"Too open" about it...
I wonder how many of us have heard this, from well-meaning people... I heard it yesterday & I'm still trying to process my feelings.
I was talking to a friend about a recently-met other person, and my feeling that this person seemed to have difficulty, at times, finding things to say to me. My friend's response was that perhaps I'm too open about having an autistic child- implying that it puts people off. That this is what would make it hard for someone to find things to say to me.
I have gone round & round in my head- & out loud to Charlie- for a long time, about how to speak of autism & how it affects me & my family. I certainly don't want to be obnoxious, single-mindedly harping on the topic night & day- that just turns people off. I do my best to speak positively & respectfully about my son & my whole family, to retain our human dignity. Having been disabled in the past, I know that people prefer not to hear about difficult things. They are uncomfortable, they don't want to to have uncomfortable things brought to their attention. It's so much easier if we just stay invisible... I have tried being invisible- which is easier on some levels, but feels very much like pretending, like faking. I have tried saying as little as possible- waiting, say, until Brendan does something obviously "different" in public, & then being open to answering questions (as if anyone's brave enough to ask...). These approaches meet the needs of our society, to some extent, but they certainly don't meet the needs of my kid or my family! It just feeds the dominant paradigm of ignorance & cruelty by acting as if there's nothing different about my child or my family. It doesn't prepare society to meet us or accept us.
So, I talk openly about my autistic son & about being an autism family.

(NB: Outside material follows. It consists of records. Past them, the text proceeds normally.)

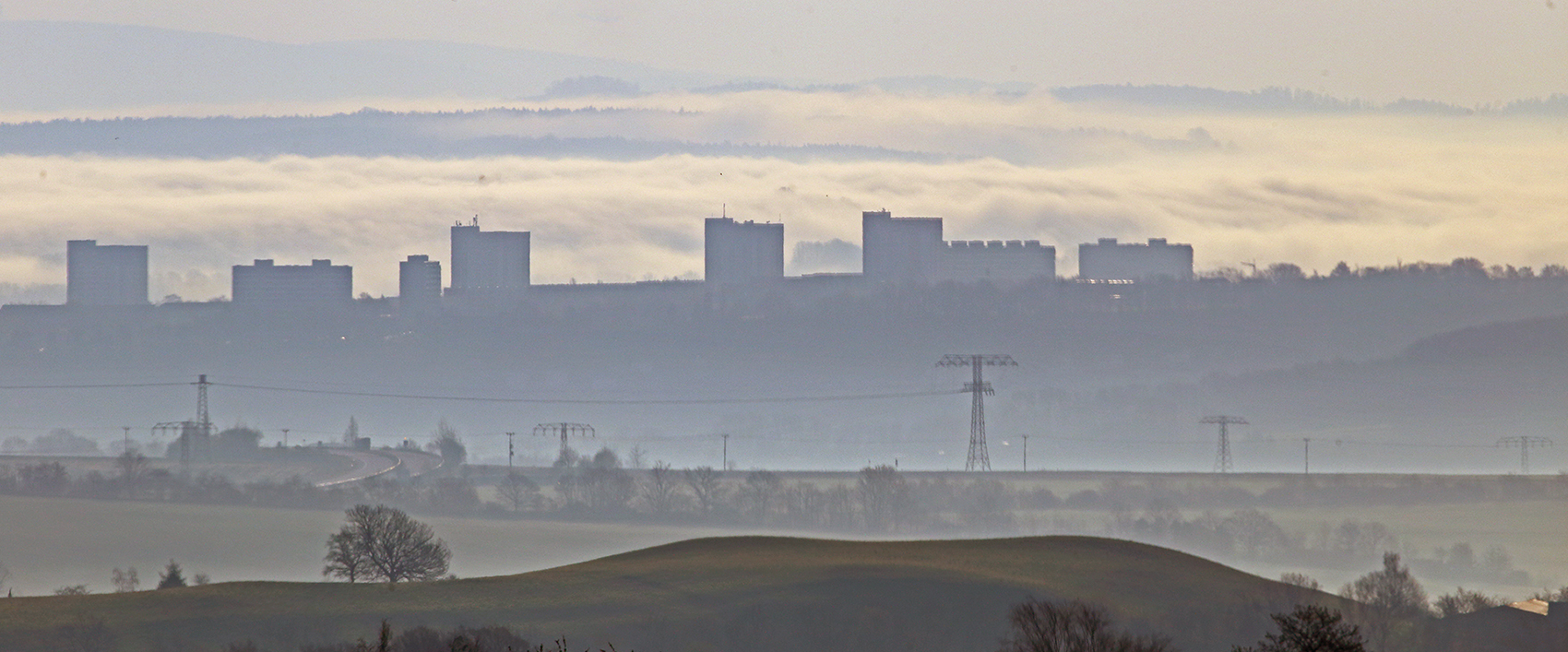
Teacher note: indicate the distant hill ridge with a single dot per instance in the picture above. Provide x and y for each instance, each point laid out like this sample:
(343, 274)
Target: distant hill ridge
(62, 66)
(730, 593)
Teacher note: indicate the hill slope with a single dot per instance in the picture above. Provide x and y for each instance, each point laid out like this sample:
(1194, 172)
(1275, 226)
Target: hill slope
(723, 594)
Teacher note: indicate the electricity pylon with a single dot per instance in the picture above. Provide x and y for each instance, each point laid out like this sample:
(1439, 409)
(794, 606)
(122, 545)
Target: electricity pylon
(564, 430)
(1222, 458)
(1525, 448)
(979, 458)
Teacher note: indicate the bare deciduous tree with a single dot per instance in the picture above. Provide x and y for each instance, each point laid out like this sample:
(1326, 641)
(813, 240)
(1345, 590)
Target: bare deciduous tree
(517, 491)
(1310, 629)
(1465, 600)
(1297, 578)
(125, 580)
(1393, 599)
(1071, 627)
(885, 497)
(659, 490)
(381, 542)
(706, 488)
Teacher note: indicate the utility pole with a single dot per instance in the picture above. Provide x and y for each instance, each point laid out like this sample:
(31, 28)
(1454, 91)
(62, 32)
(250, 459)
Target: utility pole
(1222, 458)
(1525, 443)
(564, 430)
(203, 421)
(979, 458)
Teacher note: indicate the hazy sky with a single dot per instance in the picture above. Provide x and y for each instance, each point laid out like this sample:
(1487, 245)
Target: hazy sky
(1455, 51)
(1312, 190)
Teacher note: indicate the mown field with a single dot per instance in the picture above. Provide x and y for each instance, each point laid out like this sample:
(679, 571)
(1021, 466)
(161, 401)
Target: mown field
(714, 594)
(51, 542)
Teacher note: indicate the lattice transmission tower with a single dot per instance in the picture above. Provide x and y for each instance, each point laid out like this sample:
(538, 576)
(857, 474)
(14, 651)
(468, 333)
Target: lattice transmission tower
(979, 458)
(1222, 456)
(1523, 443)
(564, 430)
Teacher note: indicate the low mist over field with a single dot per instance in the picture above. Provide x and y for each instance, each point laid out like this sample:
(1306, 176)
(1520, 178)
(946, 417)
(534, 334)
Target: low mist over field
(1308, 188)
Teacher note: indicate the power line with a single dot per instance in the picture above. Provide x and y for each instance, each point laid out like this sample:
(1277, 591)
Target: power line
(1525, 443)
(979, 458)
(1222, 456)
(591, 401)
(102, 385)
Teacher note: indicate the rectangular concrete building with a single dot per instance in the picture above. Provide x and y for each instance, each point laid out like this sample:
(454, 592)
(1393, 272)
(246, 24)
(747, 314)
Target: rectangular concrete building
(491, 262)
(999, 262)
(105, 275)
(1112, 260)
(292, 287)
(900, 250)
(419, 281)
(742, 253)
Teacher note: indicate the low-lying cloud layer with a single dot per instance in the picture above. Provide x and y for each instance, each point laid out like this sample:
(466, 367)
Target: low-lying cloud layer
(1310, 190)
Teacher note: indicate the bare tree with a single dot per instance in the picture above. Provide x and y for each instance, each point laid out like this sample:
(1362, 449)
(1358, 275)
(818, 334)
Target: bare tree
(172, 577)
(344, 557)
(706, 488)
(125, 580)
(1463, 600)
(1071, 627)
(132, 468)
(759, 492)
(885, 497)
(1393, 591)
(659, 491)
(1310, 629)
(1297, 578)
(381, 542)
(517, 491)
(1391, 598)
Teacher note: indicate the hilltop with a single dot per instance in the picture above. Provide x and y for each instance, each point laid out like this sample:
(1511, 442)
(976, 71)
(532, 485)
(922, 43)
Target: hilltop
(725, 593)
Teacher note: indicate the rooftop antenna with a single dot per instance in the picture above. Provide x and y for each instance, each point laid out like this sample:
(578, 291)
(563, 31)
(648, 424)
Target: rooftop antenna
(979, 458)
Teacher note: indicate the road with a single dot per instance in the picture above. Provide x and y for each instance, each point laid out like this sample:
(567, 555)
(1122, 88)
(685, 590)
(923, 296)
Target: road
(365, 464)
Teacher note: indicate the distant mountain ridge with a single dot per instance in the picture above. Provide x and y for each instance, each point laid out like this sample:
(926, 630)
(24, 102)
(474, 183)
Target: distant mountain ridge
(55, 66)
(63, 66)
(383, 134)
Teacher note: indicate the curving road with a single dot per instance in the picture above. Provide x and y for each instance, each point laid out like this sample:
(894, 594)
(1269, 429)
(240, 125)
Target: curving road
(374, 463)
(365, 464)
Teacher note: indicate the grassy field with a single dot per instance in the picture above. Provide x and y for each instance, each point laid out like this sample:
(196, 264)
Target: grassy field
(51, 542)
(726, 593)
(271, 464)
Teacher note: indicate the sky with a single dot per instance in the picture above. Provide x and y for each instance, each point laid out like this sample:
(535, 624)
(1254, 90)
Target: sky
(1453, 51)
(1308, 190)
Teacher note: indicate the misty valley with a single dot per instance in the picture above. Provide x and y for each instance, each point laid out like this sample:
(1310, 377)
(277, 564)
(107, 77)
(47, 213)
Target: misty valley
(781, 328)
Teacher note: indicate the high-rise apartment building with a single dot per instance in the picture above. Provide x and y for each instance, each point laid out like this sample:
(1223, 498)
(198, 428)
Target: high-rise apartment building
(1112, 260)
(419, 281)
(292, 287)
(490, 262)
(105, 275)
(900, 250)
(742, 253)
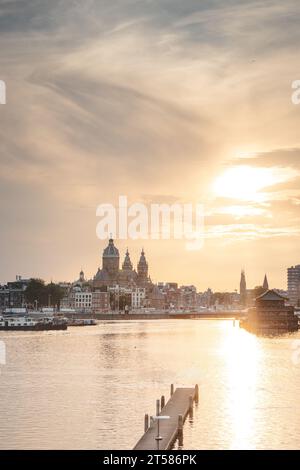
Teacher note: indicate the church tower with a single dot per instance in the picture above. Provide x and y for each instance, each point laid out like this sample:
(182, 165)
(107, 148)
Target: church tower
(127, 264)
(111, 260)
(243, 289)
(142, 269)
(266, 284)
(81, 276)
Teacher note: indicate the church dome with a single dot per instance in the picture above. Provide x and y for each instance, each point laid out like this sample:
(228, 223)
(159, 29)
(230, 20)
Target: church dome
(111, 251)
(127, 265)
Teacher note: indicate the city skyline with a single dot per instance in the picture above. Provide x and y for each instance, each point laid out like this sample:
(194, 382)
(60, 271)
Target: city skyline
(132, 102)
(125, 261)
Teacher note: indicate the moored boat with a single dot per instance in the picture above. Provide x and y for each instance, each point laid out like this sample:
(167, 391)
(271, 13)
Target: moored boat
(32, 323)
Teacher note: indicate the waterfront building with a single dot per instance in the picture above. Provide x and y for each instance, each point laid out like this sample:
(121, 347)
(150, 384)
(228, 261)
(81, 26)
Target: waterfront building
(12, 294)
(100, 302)
(294, 285)
(243, 289)
(83, 300)
(138, 296)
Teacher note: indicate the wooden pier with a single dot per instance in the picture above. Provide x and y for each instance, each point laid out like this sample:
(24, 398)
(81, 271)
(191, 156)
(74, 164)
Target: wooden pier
(162, 431)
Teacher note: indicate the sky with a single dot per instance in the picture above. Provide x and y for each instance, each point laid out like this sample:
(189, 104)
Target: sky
(162, 101)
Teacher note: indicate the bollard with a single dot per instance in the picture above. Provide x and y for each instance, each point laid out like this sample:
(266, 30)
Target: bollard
(146, 422)
(157, 407)
(180, 430)
(196, 393)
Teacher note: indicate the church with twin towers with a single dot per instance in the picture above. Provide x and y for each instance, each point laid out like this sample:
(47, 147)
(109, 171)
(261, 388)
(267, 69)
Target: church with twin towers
(111, 275)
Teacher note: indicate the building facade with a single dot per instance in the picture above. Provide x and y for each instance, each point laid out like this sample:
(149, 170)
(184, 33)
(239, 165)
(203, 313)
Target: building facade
(293, 274)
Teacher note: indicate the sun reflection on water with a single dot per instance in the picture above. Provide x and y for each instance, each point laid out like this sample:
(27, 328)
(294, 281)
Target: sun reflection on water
(241, 359)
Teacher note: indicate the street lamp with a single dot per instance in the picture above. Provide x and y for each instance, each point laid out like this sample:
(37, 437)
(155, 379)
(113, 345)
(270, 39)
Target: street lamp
(158, 419)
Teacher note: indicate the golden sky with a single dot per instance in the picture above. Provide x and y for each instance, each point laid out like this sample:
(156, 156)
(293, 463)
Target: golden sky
(162, 101)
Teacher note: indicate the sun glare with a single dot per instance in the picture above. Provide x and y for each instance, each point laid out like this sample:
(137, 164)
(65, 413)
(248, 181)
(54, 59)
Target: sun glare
(246, 182)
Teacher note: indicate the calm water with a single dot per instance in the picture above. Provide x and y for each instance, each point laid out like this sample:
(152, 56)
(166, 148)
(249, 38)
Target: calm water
(90, 387)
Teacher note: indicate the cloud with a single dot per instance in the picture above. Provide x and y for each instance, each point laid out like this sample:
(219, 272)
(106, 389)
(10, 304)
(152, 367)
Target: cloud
(143, 98)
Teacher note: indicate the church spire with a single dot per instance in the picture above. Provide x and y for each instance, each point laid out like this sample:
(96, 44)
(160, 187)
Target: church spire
(266, 284)
(142, 268)
(243, 289)
(127, 264)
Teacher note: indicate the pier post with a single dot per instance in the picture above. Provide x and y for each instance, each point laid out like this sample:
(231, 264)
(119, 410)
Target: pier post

I'm as proud of him & his accomplishments as any mom, & I don't see any of it as being "in spite of" his autism- sometimes, what makes me proud of him is a result of his autism, a result of who he uniquely is. Our family is different than many, too, & I think it's important to let others know about our journey. If I don't talk about us, how will anyone know that they know a family that lives with autism? How will they know that it's not just something that happens to other people? How will they learn our truth about autism- that it's possible to live with it & love someone with it & be proud of that person- & understand that there isn't just one way to think or feel about autism? How can we change the world if we hide?
I believe that we are doing nothing less than changing the world, by being who we are, loving each other for who we are, & telling the world about it. I know that I risk seeming like a "Johnny one-note" when it comes to autism, but it feels terribly important to me to prepare the way for the rest of Brendan's life by talking about difficult things now. As an autism parent, I feel like I'm on the front lines of a desperately important issue- how society is going to make room for my son as he grows up.

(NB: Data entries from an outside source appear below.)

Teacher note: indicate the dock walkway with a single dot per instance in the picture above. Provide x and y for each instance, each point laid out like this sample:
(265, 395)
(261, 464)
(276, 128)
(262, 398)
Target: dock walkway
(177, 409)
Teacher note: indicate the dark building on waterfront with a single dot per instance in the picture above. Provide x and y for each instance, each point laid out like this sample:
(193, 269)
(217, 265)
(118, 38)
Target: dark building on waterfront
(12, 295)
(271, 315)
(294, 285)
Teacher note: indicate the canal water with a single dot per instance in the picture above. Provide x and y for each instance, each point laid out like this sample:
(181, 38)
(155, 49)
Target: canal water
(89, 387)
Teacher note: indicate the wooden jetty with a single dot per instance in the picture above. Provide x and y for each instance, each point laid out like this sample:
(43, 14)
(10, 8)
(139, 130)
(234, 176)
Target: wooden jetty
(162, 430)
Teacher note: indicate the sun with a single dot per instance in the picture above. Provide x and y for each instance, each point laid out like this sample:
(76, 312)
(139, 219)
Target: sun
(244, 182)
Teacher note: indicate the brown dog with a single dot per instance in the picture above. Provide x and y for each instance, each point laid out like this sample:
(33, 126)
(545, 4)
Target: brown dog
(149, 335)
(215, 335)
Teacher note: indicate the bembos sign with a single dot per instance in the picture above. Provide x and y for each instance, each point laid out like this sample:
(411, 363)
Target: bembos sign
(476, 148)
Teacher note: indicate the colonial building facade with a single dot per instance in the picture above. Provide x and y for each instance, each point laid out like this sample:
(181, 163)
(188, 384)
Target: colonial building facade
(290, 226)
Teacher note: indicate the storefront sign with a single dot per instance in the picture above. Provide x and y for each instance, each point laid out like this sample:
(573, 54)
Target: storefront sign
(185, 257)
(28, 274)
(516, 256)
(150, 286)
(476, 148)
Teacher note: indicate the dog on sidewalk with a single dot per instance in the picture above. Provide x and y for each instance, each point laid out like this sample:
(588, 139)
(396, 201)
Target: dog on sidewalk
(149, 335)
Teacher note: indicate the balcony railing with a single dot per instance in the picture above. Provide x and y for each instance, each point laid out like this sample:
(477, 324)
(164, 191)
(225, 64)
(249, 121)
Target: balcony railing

So, in the face of feedback that perhaps I'm too open about having a child with autism, the whole of my being says, NO WAY! This is as much a part of me as my need to create- to knit & weave & dye beautiful colours. (I wonder if I'd ever be told I'm too open about these things...) My child & my family are at the centre, the heart of my life. I speak often & lovingly of them. To a select few I also speak of the more difficult things, because I need support, as any parent does. As Charlie has pointed out, we had friends evapourate in the aftermath of Brendan's diagnosis, people who couldn't wrap their heads & hearts around us as an autism family. But we have many more friends who have stuck with us, & who are living proof that our openness about how autism affects our lives does not have to be a turn-off.
I'm wondering how other families deal with this sort of feedback when they hear it. What do you say? How do you feel? Let me know, please! It would be a help & a comfort to know how you're facing this, too. Thanks, friends!!

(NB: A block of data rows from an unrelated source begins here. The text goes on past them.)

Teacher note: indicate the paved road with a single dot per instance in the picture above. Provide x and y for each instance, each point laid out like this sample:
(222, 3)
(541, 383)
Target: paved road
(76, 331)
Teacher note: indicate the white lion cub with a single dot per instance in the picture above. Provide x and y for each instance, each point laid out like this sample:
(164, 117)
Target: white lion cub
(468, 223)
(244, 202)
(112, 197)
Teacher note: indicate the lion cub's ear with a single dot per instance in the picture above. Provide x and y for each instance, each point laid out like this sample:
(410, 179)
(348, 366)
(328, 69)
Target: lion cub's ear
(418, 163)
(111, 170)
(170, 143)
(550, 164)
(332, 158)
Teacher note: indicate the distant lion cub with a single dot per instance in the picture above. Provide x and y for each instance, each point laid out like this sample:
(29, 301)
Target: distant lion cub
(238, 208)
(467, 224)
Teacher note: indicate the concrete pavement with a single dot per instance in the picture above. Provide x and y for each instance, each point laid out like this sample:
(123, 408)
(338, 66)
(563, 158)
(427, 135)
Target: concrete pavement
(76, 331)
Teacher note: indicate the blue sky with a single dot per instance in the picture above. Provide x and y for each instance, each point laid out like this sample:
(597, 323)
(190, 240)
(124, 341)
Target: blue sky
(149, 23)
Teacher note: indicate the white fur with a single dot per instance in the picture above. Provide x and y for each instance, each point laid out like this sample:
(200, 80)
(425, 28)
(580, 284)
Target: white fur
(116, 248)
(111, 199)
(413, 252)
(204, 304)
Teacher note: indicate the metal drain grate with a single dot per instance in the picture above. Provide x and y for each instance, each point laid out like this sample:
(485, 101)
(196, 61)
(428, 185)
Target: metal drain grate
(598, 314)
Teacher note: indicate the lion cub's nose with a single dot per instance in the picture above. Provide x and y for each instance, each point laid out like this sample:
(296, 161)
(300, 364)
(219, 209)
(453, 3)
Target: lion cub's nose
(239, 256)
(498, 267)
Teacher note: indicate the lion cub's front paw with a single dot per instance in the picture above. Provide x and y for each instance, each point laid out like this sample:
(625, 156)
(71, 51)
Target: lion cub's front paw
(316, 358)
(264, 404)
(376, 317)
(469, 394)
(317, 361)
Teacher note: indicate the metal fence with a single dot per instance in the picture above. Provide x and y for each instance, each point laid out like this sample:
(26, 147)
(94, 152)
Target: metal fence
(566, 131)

posted by The Jedi Family of Blogs @ 8:02 PM
16 comments
16 Comments:
I have definitely had this happen to me----someone will be talking about a child's latest report card and I'll mention Charlie's progress report (and why he does not get letter grades, in his case). Sometimes I wonder if people think autism is "depressing" and they think that they are doing me a favor by not talking about it! (Maybe doing themselves a favor instead.....)
I used to, I admit, be kind of defiant in talking about Charlie along with my "he has autism" phrase. Sometimes now I just join in the conversation about kids, family life, and bring up things with do, with a bit of twist since things are still a bit "different" (in a lovely way, as you note!) in Autismland.
Having a social life with an autistic child can be difficult due to logistics. The pre-teen from down the street who minds the three-year old next door is not qualified to watch your child. We have been very lucky on that the church we attend has programs for autistic children. It is not a megachurch and we know each other well. This gives us a source for babysitters, although a major problem is that it's difficult to have them take any monetary reward for looking after our daughter. We provide dinner and such for them, but still, I'm hesitant to use them very often.
The other nice thing is that when we go to a get together at someone's home from the church, they already know our daughter. People help us out by keeping an eye on her making sure she's not pouring soda over a sofa or washing her hands after she's decided that the proper way to eat frosting is with her fingers. It also allows us to socialize,
I think it is wrong to love your child because they have autism. You need to love your child be they autistic or neuro-typical, sighted or blind, tall or short. blond or brunette, and so forth.
My daughter made my day. My wife had gone to my daughter's school to deliver valentine goodies for the children. I asked how K was doing in the class, and my wife said she was at a computer with another child taking turns. "What was she doing?" -- "Moving the mouser and clicking on things."
"You mean moving it wildly and clicking whenever she felt like it." -- "No moving a clicking with a purpose. The teacher says that K is doing better than they expected." I then turned to my daughter and told her how proud I was of her. A smile crept across her face. I don't really know if she understood or not,but it was so appropriate in both timing and character, that I have to think she did.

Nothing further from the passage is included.